Por outro lado, Moscavide tem vindo a assistir a uma alteração substantiva da vivência urbana em que a existência de atividades económicas relacionadas com a restauração e bares, contribui para uma atividade noturna mais efetiva.

Um recente evento de grande gravidade, traduziu-se num fator de perturbação, e apesar de se considerar como um “acontecimento” isolado e imprevisível, não deixa de legitimar a necessidade de olhar este problema com uma abordagem diferente da até aqui utilizada pela direção policial.

Em concreto, temos que ao invés do que estava programado para a esquadra de Sacavém aquando do encerramento do posto da PSP de Moscavide, o número de efetivos tem vindo a ser reduzido, situando-se hoje no limiar da rutura e da impossibilidade de um policiamento de proximidade. Ao nível dos recursos materiais a situação há muito se tornou incomportável e nem a disponibilidade da Junta de Freguesia de Moscavide e Portela para ceder uma viatura – bem como custear toda a sua manutenção – e de garantir uma segunda viatura a tempo parcial, permite que existam os recursos necessários para um aumento do policiamento ou da efetividade de uma intervenção adequada junto da comunidade.
Importa ainda salientar que apesar da presença do Posto de Comando Metropolitano da PSP na freguesia, este equipamento não apresenta uma proximidade efetiva com a freguesia, tendo inclusivamente reduzido o seu horário de atendimento para uma janela temporal que não responde às necessidades dos cidadãos.

Excelência,

O compromisso assumido para com a população e instituições em 2013 não só continua por cumprir como tem vindo ao longo do tempo a ser desvirtuado.

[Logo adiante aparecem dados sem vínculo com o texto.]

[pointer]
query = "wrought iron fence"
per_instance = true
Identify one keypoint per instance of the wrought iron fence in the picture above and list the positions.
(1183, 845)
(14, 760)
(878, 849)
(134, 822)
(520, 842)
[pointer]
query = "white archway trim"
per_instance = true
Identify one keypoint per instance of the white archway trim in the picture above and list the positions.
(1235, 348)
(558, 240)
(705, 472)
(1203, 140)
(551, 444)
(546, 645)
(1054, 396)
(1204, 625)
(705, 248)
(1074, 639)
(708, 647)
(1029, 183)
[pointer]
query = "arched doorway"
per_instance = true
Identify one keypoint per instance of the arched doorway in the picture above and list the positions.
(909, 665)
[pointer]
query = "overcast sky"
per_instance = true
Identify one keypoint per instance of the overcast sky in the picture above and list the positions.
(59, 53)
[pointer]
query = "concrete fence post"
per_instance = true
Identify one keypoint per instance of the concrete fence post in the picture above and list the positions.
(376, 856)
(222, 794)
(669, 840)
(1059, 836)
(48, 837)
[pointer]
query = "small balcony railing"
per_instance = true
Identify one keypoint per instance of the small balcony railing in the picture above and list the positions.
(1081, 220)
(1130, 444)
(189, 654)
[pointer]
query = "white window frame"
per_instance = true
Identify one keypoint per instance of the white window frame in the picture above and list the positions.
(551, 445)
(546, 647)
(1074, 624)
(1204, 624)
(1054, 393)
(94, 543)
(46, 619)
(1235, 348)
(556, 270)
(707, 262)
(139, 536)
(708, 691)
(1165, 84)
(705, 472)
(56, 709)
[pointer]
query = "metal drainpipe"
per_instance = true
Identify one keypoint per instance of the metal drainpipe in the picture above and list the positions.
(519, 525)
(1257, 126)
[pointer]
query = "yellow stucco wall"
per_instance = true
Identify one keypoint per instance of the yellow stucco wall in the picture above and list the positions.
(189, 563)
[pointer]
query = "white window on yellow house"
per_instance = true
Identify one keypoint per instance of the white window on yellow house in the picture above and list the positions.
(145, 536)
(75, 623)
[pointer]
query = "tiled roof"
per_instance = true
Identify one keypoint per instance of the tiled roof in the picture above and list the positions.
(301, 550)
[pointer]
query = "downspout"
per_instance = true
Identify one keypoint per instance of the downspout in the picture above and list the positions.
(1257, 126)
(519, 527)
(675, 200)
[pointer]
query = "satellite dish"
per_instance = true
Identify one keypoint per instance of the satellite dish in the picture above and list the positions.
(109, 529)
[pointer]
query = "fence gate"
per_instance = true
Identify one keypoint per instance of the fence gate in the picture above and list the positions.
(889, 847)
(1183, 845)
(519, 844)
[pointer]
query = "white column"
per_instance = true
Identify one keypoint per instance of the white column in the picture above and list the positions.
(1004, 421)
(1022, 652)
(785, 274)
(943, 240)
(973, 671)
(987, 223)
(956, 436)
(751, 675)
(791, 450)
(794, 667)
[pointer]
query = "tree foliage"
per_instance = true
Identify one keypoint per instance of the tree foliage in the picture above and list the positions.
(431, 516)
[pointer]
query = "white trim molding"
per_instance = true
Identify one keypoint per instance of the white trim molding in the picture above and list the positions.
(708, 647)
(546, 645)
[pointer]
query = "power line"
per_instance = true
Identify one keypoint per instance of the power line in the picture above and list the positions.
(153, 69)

A escassez de recursos contrasta com a garantia de que os mesmos seriam reforçados e a PSP tem vindo a assinalar com insistência a impossibilidade de cumprir uma missão fundamental para os cidadãos por falta de meios.

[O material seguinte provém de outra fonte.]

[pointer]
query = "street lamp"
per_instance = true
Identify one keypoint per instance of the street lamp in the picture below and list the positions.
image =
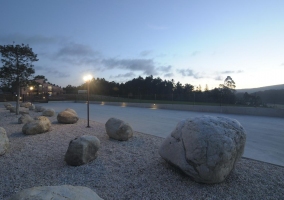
(31, 90)
(87, 79)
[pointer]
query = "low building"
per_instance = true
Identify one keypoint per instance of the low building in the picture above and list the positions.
(41, 88)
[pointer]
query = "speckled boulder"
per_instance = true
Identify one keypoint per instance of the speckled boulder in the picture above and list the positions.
(63, 192)
(82, 150)
(4, 141)
(25, 119)
(39, 108)
(32, 107)
(7, 105)
(118, 129)
(12, 109)
(41, 124)
(205, 148)
(48, 112)
(68, 116)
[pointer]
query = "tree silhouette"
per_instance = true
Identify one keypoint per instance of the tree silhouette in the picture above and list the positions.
(17, 66)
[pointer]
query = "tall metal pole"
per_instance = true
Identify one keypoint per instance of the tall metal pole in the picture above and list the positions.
(88, 103)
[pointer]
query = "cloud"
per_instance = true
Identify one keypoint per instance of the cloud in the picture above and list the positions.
(164, 69)
(195, 53)
(157, 27)
(169, 75)
(145, 53)
(145, 65)
(232, 72)
(31, 40)
(127, 75)
(78, 50)
(189, 72)
(219, 78)
(52, 72)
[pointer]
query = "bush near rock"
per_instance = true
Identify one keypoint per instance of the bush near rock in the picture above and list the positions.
(205, 148)
(48, 112)
(4, 141)
(56, 193)
(118, 129)
(41, 124)
(68, 116)
(82, 150)
(25, 119)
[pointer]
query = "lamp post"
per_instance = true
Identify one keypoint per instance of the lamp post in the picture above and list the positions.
(31, 90)
(87, 79)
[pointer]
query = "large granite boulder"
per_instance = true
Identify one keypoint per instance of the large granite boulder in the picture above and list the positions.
(32, 107)
(68, 116)
(118, 129)
(7, 105)
(82, 150)
(23, 112)
(41, 124)
(48, 112)
(27, 104)
(205, 148)
(25, 119)
(62, 192)
(4, 141)
(39, 108)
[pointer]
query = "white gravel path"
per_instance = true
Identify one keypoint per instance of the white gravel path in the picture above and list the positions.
(123, 170)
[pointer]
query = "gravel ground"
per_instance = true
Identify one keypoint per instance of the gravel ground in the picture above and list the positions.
(131, 169)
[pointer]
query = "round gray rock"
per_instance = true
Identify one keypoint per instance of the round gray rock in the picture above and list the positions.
(25, 119)
(32, 107)
(118, 129)
(41, 124)
(68, 116)
(82, 150)
(4, 141)
(48, 112)
(39, 108)
(205, 148)
(62, 192)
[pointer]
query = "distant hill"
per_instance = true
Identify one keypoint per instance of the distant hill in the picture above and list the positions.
(252, 90)
(270, 95)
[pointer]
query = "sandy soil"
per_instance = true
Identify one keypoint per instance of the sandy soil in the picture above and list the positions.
(131, 169)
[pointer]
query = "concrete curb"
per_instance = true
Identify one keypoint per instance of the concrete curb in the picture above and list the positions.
(255, 111)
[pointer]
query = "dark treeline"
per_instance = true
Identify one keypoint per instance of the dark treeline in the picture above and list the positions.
(158, 89)
(264, 97)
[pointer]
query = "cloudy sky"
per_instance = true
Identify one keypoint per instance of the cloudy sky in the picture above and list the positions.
(193, 41)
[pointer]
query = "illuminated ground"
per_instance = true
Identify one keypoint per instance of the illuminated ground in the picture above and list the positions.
(265, 135)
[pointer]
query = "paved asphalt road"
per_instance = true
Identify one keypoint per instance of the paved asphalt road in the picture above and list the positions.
(265, 135)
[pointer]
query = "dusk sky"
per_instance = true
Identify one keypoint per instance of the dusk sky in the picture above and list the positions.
(195, 41)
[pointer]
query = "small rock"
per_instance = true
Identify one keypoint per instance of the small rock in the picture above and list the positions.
(118, 129)
(25, 119)
(82, 150)
(41, 124)
(68, 116)
(32, 107)
(48, 112)
(39, 108)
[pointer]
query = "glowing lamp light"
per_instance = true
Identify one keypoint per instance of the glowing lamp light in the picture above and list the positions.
(87, 78)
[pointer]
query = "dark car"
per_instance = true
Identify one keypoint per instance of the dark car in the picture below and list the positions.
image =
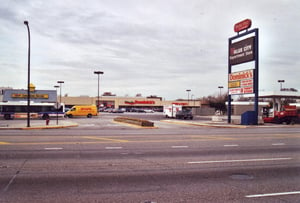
(184, 114)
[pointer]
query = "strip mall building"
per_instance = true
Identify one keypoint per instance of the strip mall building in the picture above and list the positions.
(155, 103)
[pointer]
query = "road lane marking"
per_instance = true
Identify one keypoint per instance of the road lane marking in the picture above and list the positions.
(179, 147)
(240, 160)
(278, 144)
(113, 147)
(105, 139)
(53, 148)
(231, 145)
(273, 194)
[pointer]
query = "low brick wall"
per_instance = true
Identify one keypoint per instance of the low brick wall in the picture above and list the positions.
(135, 121)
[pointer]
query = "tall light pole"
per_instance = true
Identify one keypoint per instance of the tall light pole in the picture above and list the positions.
(60, 82)
(98, 73)
(56, 105)
(28, 77)
(188, 91)
(220, 87)
(281, 81)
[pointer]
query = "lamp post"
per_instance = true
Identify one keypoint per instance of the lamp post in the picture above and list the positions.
(98, 73)
(220, 87)
(60, 82)
(188, 91)
(28, 77)
(281, 81)
(56, 86)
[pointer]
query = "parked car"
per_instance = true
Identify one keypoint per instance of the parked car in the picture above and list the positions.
(117, 111)
(184, 114)
(148, 110)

Apesar dos esforços das autarquias locais, designadamente a Junta de Freguesia de Moscavide e Portela, os desafios em matéria de segurança não encontram uma resposta efetiva na disponibilização dos recursos humanos ou materiais para uma missão de segurança preventiva que julgamos ser a mais acertada no quadro social e económico com que nos deparamos.

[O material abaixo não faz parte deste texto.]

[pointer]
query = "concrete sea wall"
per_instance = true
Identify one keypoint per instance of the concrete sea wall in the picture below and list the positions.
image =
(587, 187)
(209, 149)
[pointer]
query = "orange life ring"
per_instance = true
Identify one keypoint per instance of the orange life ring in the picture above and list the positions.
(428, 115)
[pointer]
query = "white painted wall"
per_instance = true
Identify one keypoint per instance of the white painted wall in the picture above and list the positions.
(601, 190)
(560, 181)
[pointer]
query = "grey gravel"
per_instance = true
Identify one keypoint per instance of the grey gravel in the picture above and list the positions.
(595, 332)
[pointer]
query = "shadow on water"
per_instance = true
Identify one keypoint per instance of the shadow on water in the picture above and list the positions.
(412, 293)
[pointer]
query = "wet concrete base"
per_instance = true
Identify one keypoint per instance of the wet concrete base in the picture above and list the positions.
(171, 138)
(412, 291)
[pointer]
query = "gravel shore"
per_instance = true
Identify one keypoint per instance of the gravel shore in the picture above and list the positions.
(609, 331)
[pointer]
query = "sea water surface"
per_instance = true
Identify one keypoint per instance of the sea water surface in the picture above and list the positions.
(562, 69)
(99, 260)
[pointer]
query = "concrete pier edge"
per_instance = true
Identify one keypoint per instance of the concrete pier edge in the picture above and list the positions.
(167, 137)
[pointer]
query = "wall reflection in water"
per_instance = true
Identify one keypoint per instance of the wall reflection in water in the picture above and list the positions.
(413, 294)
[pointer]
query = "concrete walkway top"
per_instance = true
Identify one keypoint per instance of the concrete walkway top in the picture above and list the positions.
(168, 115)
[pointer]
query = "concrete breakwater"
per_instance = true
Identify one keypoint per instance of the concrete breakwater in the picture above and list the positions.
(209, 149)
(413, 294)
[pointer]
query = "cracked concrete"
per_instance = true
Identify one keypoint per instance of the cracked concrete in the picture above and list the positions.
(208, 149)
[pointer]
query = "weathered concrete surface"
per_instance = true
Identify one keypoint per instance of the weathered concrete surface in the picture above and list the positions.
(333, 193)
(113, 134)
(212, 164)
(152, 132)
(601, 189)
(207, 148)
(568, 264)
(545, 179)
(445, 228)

A redução de meios e o encerramento de postos de atendimento, geram uma ideia de distância entre as forças de segurança e a comunidade que importa de forma assertiva, inverter.

É neste quadro que, uma vez mais solicitamos um plano de reforço dos meios da Polícia de Segurança Pública para a Freguesia de Moscavide e Portela que vá ao encontro das nossas necessidades e acima de tudo, cumpra o acordo celebrado entre a Administração Central e a autarquia.
A freguesia e a comunidade não podem nem querem esperar pelo aumento do número de ilícitos ou do nível de criminalidade para que sejam tomadas iniciativas concretas em matéria da proteção de pessoas e bens.

Exigimos o aumento dos efetivos, mas também a disponibilização de meios de patrulhamento que garantam uma polícia de proximidade que contribua não só para a redução da pequena criminalidade, mas também para o aumento da perceção de segurança que valorize o território e aumente a qualidade de vida dos nossos cidadãos.

Apesar de Moscavide e Portela continuarem a ser territórios que se podem considerar como seguros, não é menos visível que ao longo do tempo e desde o encerramento da esquadra de Moscavide da PSP em 2013, as pessoas se sentem mais desconfortáveis e se tem visto um aumento de ilícitos que poderão ser considerados como um sinal efetivo do crescimento da pequena criminalidade a que importa responder de forma urgente e ajustada.

Assim, Sr. Ministro:

A Junta de Freguesia de Moscavide e Portela vem, uma vez mais, exigir que o quadro de efetivos policiais destacados na Esquadra de área da PSP seja significativamente reforçado para o nível proposto em 2013. Que os recursos materiais, nomeadamente veículos, sejam disponibilizados para que a missão da Polícia de Segurança Pública seja efetiva no território da freguesia, investindo no policiamento de visibilidade, proximidade e prevenção.

Que o posto de atendimento situado no Comando Metropolitano da PSP de Lisboa tenha o seu horário alterado indo ao encontro das necessidades dos cidadãos e adote uma postura de maior proximidade com a comunidade fazendo assim um mais acertado uso dos meios já existentes.